A few week ago, I was stuck with my perl script to do post-simulation using NS-2. I though I need to understand the trace format. After read the ns-Manual and some literature, so, here is interpretation of NS-2 trace format for wireless simulation.
wireless simulation, you’d better read the code of ns2 in file ns2home/trace/cmu-trace{.h, .cc}Mostly, the format would be as
ACTION:	[s|r|D]: s -- sent, r -- received, D -- dropped
WHEN:	the time when the action happened
WHERE:	the node where the action happened
LAYER:	AGT -- application,
	RTR -- routing,
	LL  -- link layer (ARP is done here)
	IFQ -- outgoing packet queue (between link and mac layer)
	MAC -- mac,
	PHY -- physical
flags:
SEQNO:	the sequence number of the packet
TYPE:	the packet type
		cbr -- CBR data stream packet
		DSR -- DSR routing packet (control packet generated by routing)
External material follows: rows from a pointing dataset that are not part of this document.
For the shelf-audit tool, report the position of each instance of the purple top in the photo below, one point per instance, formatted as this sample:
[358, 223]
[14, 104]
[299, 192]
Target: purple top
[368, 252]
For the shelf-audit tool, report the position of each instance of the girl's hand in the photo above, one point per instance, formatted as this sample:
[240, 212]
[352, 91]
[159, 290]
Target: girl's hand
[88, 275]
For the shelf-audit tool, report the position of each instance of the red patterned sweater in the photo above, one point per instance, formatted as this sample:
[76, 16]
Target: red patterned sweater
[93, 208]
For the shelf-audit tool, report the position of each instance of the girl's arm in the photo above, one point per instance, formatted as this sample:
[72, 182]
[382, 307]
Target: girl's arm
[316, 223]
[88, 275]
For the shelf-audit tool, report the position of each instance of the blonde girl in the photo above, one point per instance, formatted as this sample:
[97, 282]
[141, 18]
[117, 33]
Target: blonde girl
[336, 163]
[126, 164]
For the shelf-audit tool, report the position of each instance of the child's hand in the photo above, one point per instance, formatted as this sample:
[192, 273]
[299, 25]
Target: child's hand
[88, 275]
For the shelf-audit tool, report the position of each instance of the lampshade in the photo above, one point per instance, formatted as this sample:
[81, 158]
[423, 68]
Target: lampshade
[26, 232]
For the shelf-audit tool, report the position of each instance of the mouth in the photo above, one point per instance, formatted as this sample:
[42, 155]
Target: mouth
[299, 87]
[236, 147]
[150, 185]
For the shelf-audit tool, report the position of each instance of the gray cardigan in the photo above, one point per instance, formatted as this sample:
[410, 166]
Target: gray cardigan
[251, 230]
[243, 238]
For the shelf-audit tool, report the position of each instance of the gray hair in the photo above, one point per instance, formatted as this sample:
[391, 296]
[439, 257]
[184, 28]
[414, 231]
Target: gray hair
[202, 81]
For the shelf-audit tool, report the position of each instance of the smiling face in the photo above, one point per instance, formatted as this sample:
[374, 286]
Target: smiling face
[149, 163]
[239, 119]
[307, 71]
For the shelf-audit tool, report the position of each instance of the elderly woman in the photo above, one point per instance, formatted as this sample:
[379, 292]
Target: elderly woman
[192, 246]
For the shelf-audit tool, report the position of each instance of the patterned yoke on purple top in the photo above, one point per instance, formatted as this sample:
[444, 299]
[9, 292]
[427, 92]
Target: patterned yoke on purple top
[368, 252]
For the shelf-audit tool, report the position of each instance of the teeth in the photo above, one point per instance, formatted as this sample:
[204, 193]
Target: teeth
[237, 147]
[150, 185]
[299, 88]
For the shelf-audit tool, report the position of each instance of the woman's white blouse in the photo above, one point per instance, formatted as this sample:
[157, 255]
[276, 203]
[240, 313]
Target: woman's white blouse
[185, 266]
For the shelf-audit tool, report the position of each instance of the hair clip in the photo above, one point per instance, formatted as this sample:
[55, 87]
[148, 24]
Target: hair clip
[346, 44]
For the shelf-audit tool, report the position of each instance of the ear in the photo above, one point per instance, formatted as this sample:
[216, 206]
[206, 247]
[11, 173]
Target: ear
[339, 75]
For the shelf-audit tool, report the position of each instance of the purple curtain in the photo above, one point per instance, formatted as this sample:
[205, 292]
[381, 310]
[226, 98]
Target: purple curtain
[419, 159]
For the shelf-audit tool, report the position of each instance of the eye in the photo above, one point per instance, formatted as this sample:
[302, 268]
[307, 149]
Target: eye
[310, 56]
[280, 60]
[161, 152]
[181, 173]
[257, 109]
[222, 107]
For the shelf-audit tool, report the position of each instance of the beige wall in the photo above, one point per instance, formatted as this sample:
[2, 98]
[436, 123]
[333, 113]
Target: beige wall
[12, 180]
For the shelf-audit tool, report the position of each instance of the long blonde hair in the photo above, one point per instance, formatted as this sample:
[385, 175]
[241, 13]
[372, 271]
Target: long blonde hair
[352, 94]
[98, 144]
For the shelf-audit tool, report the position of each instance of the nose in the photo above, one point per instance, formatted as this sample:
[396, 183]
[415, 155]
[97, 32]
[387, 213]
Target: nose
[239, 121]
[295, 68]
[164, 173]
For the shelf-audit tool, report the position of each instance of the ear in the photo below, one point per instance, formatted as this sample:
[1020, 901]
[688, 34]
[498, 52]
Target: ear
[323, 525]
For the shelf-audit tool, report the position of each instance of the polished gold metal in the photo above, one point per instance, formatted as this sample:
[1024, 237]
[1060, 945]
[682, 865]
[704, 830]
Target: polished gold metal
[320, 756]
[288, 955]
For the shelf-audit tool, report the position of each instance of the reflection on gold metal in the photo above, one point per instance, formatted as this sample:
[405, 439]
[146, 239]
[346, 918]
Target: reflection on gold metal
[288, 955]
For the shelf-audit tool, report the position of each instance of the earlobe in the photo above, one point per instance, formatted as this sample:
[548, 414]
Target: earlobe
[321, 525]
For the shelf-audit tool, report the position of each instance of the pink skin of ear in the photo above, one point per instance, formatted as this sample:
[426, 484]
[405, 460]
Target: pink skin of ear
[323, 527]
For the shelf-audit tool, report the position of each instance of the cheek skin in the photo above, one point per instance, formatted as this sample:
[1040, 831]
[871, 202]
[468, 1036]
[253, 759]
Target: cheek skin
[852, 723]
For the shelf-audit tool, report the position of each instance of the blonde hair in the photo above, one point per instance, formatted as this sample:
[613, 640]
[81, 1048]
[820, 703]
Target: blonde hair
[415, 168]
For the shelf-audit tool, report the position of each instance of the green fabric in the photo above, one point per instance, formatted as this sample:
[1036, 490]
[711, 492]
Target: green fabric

		RTS -- RTS packet generated by MAC 802.11
		ARP -- link layer ARP packet
SIZE:	the size of packet at current layer, when packet goes down, size increases, goes up size decreases
[a b c d]:	a -- the packet duration in mac layer header
		b -- the mac address of destination
		c -- the mac address of source
		d -- the mac type of the packet body
flags:
[......]:	[
		source node ip : port_number
		destination node ip (-1 means broadcast) : port_number
		ip header ttl
		ip of next hop (0 means node 0 or broadcast)
		]
So we can interpret the below trace
 
s 76.000000000 _98_ AGT  --- 1812 cbr 32 [0 0 0 0] ------- [98:0 0:0 32 0]
as
Application 0 (port number) on node 98 sent a CBR packet whose ID is 1812 and size is 32 bytes, at time 76.0 second, to application 0 on node 0 with TTL is 32 hops. The next hop is not decided yet. 
And we can also interpret the below trace
 
r 0.010176954 _9_ RTR  --- 1 gpsr 29 [0 ffffffff 8 800] ------- [8:255 -1:255 32 0]
in the same way, as
The routing agent on node 9 received a GPSR broadcast (mac address 0xff, and ip address is -1, either of them means broadcast) routing packet
whose ID is 1 and size is 19 bytes, at time 0.010176954 second, from node 8 (both mac and ip addresses are 8), port 255 (routing agent).